Your personality sounds just like mine. I worried about this before having my daughter and can say with confidence that she has changed me to become a lot more relaxed, which is absolutely a game changer because it dawned on me that there are simply situations where I have to let things be .

gannett · 10/10/2022 17:20

I don't think "you have the wrong personality to have children" is an insult, or cruel, or mean. I would say that about myself. DP would definitely say it about me. It's factually correct. That's why we're child-free.

From what I've observed in friends who've had children there's surprisingly little correlation between their personalities pre-kids and how easily they took to parenting. Some of the most highly-strung, chaotic ones have really chilled out as parents. And actually some of the ones who were always good with children and obviously always wanted them have struggled more.

walkinpark · 10/10/2022 17:22

sorry to say but it sounds like he doesn't want children and trying to make up some character 'flaw'...there is no perfect parent personality type which will guarantee happy kids and family just have to be willing to put in the work and try do your best really :)

harlemriver · 10/10/2022 17:24

You sound very like me, and my DH said something similar. We still don't have kids and I'm now in my early 40s so extremely unlikely that will change. It's a difficult dynamic, as I felt that he saw me as the "problem" - that I wouldn't enjoy parenting and therefore it would be all my fault if it wasn't sunshine and roses. And I didn't want to have kids in a situation where the success/failure was going to be entirely my responsibility. It felt like a situation where I was set up to fail, becuase another part of the dynamic with a more "chilled" partner was that I was pretty sure that i would end up with 99% of the organisational and mental load of parenting. And if I got pissed off with that - which I was sure I would - that would become the realisation of the prediction that I wasn't the right personality for parenting.

It's quite an insidious dynamic really. I didn't see it as clearly ten years ago but I think it was quite revealing about how my DH viewed me, and how he viewed 'good' parenting (100% selflessness and uncomplaining martyrdom from a mother, much lower expectations on him as a father - which, surprise surprise was basically the dynamic of his own parents)

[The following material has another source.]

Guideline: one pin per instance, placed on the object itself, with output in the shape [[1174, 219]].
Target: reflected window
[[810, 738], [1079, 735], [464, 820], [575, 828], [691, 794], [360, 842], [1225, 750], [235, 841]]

I'm not sure if I regret not having a family - as plenty of people are saying on this thread, I think I might have found it very difficult. But I'm pretty sure that it was the right decision not to have kids in this relationship. I was never 100% sure that I wanted kids myself so it wasn't a particular sacrifice not to try. But if you have recently turned 30 and if you really want to have family, you still have time to meet someone else who genuinely wants to have a family with you. I didn't really see it that way ten years ago but slightly wish I'd been braver now.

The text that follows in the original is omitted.